Em conclusão, um método sofisticado e preciso para medir o perfil de hidratação polínica no organismo modelo A. thaliana é descrito. Nós demonstramos que, utilizando este protocolo, dados altamente consistentes de hidratação polínica para A. thaliana podem ser facilmente adquiridos. Três lotes independentes de dados para polinizações WT adquiridas em dias diferentes mostraram pequenos desvios consistentes de <3% em todos os momentos (Figura 7 e Tabela Suplementar S1). Embora o bioensaio aqui apresentado seja um pouco mais complexo do que a maioria dos protocolos existentes, a resolução dos dados gerados é superior e adequada para a identificação e caracterização de novos mutantes que impactam vias reguladoras de polinização compatível.

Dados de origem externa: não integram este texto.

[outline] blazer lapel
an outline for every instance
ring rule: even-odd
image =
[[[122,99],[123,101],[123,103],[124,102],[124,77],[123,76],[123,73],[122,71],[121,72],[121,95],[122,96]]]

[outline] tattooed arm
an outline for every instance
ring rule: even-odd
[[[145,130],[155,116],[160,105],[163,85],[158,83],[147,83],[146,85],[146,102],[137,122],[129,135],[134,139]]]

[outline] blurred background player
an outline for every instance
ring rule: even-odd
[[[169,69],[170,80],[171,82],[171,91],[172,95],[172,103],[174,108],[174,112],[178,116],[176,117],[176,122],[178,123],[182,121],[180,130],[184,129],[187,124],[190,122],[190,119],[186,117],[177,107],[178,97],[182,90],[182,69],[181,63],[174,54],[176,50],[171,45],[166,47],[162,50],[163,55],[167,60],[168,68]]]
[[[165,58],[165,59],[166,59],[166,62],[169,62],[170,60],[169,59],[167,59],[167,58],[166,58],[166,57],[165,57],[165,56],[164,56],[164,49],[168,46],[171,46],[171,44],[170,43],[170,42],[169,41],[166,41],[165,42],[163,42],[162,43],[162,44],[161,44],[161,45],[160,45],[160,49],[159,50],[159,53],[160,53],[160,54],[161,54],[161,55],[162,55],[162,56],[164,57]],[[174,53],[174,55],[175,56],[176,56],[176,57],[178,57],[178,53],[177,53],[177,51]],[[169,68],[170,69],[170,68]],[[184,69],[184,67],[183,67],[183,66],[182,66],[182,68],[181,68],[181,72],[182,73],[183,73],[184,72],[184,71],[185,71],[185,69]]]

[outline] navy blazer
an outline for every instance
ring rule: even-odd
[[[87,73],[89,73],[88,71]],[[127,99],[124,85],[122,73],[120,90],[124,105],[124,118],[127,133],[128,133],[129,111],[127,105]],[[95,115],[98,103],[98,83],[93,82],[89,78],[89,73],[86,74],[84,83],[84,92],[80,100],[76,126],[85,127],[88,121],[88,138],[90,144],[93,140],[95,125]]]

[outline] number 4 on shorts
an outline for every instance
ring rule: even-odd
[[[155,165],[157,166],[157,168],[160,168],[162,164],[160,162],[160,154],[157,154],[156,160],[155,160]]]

A reprodução sexuada bem-sucedida em angiospermas normalmente depende da transferência de grãos de pólen intraespecíficos da antera para o estigma, dentro ou entre indivíduos (ou seja, polinização). Essa transferência de grãos de pólen para uma flor receptiva é geralmente mediada por polinizadores ou fatores abióticos; Como tal, isso também resulta frequentemente na deposição de pólen heteroespecífico sob condições naturais. Com algumas exceções, a progressão da polinização por pólen heteroespecífico é evolutivamente desvantajosa, reduzindo a aptidão reprodutiva através da perda de oportunidades de acasalamento, com a maioria das progênies híbridas resultantes não se desenvolvendo adequadamente ou sendo estéril1. Assim, mecanismos têm evoluído para bloquear a polinização por pólen heteroespecífico "incompatível"2. O rápido reconhecimento de pólen compatível é, portanto, sem dúvida, o processo mais importante nos estágios iniciais da reprodução sexuada em muitas plantas com flores.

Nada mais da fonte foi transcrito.